Mais certains membres de la communauté estiment qu’on n’en fait pas assez.
« Ce sont les mêmes dix dirigeants afro-américains qui se présentent, et les mêmes dix dirigeants juifs qui se présentent et chantent du kumbaya », a déclaré Hershkop.
Bernstein a déclaré qu’il fallait faire davantage pour donner aux résidents les moyens de réparer les divisions raciales croissantes entre eux.
« Cela va finalement devoir revenir aux gens de cette communauté qui ont ces conversations », a-t-il déclaré.
Les habitants se gardent bien de dire que toutes les attaques ne sont pas le résultat d’un antisémitisme idéologique. Crown Heights abrite un grand nombre de refuges pour sans-abri, ce qui soulève la possibilité que certains des assaillants soient malades mentaux.
Les membres de la communauté estiment qu’ils doivent marcher sur une ligne fine : défendre leur cause sans considérer les attaques aléatoires comme des crimes haineux.
« D’une part, nous devons être responsables et ne pas sauter aux conclusions avant d’avoir toutes les informations et mal qualifier une attaque », a déclaré Yaacov Behrman, un militant local qui dirige un programme communautaire de prévention de la consommation de drogues. « Mais nous avons aussi la responsabilité de ne pas blanchir, et si nous ne nous levons pas et n’appelons pas un crime de haine un crime de haine, personne ne le fera pour nous. »

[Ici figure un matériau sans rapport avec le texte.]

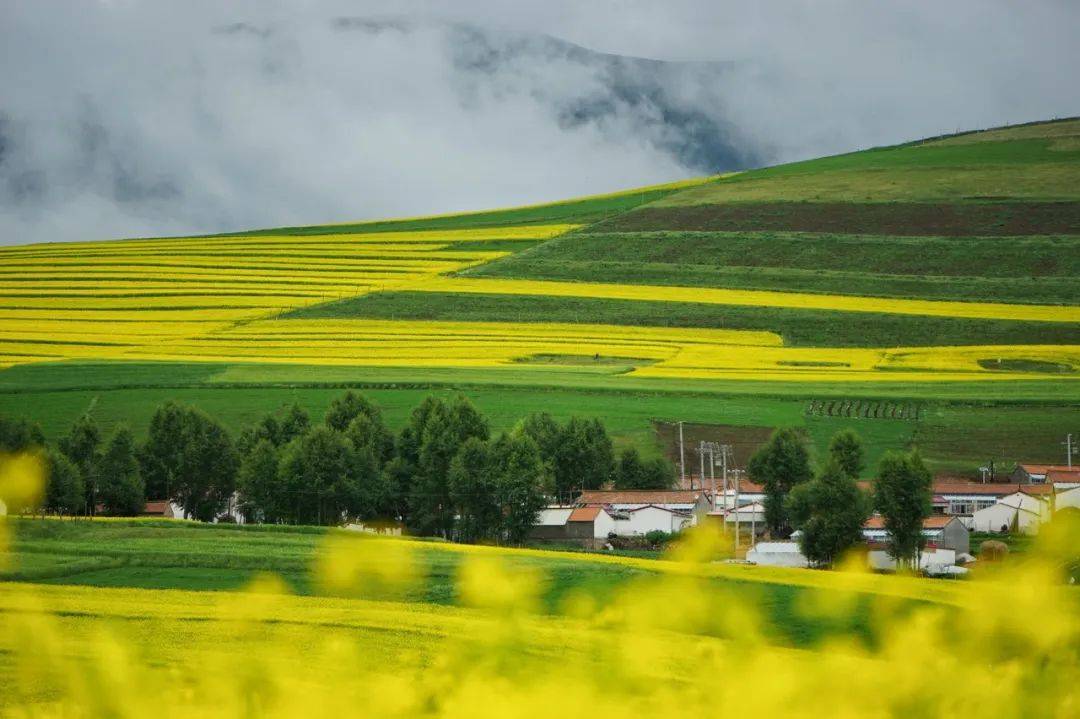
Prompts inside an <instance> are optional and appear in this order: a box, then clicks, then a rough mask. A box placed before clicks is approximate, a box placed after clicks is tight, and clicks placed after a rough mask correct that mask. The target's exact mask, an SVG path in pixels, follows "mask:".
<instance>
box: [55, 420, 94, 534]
mask: <svg viewBox="0 0 1080 719" xmlns="http://www.w3.org/2000/svg"><path fill="white" fill-rule="evenodd" d="M59 448H60V451H62V452H64V453H65V455H66V456H67V458H68V459H69V460H71V462H72V463H73V464H75V465H76V466H77V467H79V472H80V474H82V484H83V487H84V489H85V492H86V508H87V511H89V512H90V514H91V515H93V514H95V513H96V512H97V502H98V498H97V478H98V469H99V467H98V465H99V464H100V461H102V432H100V430H98V429H97V423H96V422H94V418H93V417H91V416H90V415H89V413H87V415H83V416H82V417H80V418H79V419H78V420H76V422H75V424H72V425H71V429H70V430H69V431H68V434H67V436H65V437H62V438H60V440H59Z"/></svg>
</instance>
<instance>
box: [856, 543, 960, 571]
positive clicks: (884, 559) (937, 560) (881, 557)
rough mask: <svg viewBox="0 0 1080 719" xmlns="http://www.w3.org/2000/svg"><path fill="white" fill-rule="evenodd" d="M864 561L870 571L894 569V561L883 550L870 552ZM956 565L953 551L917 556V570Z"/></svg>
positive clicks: (941, 551)
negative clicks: (918, 565)
mask: <svg viewBox="0 0 1080 719" xmlns="http://www.w3.org/2000/svg"><path fill="white" fill-rule="evenodd" d="M866 561H867V562H868V564H869V567H870V569H879V570H892V569H895V568H896V561H895V560H894V559H893V558H892V557H890V556H889V553H888V552H886V551H885V550H872V551H870V552H869V553H868V554H867V555H866ZM955 564H956V552H955V551H953V550H942V548H937V550H928V551H927V552H923V553H922V554H921V555H919V569H923V570H924V569H929V568H931V567H950V566H953V565H955Z"/></svg>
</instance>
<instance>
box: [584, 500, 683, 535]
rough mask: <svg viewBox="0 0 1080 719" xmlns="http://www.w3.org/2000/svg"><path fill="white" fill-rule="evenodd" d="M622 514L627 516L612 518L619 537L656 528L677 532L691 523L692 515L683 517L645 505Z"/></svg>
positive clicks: (649, 530)
mask: <svg viewBox="0 0 1080 719" xmlns="http://www.w3.org/2000/svg"><path fill="white" fill-rule="evenodd" d="M623 516H626V517H629V518H627V519H615V520H613V525H615V533H616V534H618V535H619V537H640V535H643V534H646V533H648V532H651V531H656V530H659V531H662V532H677V531H679V530H680V529H681V528H683V525H684V524H686V526H690V525H691V524H693V519H692V517H685V516H681V515H678V514H675V513H674V512H670V511H667V510H663V508H661V507H657V506H645V507H642V508H639V510H635V511H633V512H626V513H625V514H624V515H623ZM605 537H607V534H606V533H605Z"/></svg>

Pour l’avenir, Behrman a déclaré qu’il craignait que la frustration suscitée par les attaques fréquentes et les quasi-accidents ne déborde. Il a noté que Crown Heights compte une importante population d’hommes d’âge universitaire qui étudient à yeshivasou des écoles religieuses, dans le quartier, dont certains sont d’anciens militaires israéliens.
« Nos enfants vont attraper les attaquants, et ils vont se faire justice eux-mêmes, et nous allons avoir une crise », a déclaré Behrman. « Ce n’est pas ainsi que nous voulons que cela se termine. »
Rectificatif, 15/02/19 — Une version précédente de cette histoire déformait l’ordre des attaques consécutives. Le vieil homme a été agressé en premier. La version précédente de l’histoire indiquait également à tort que l’homme plus âgé avait été battu devant sa maison.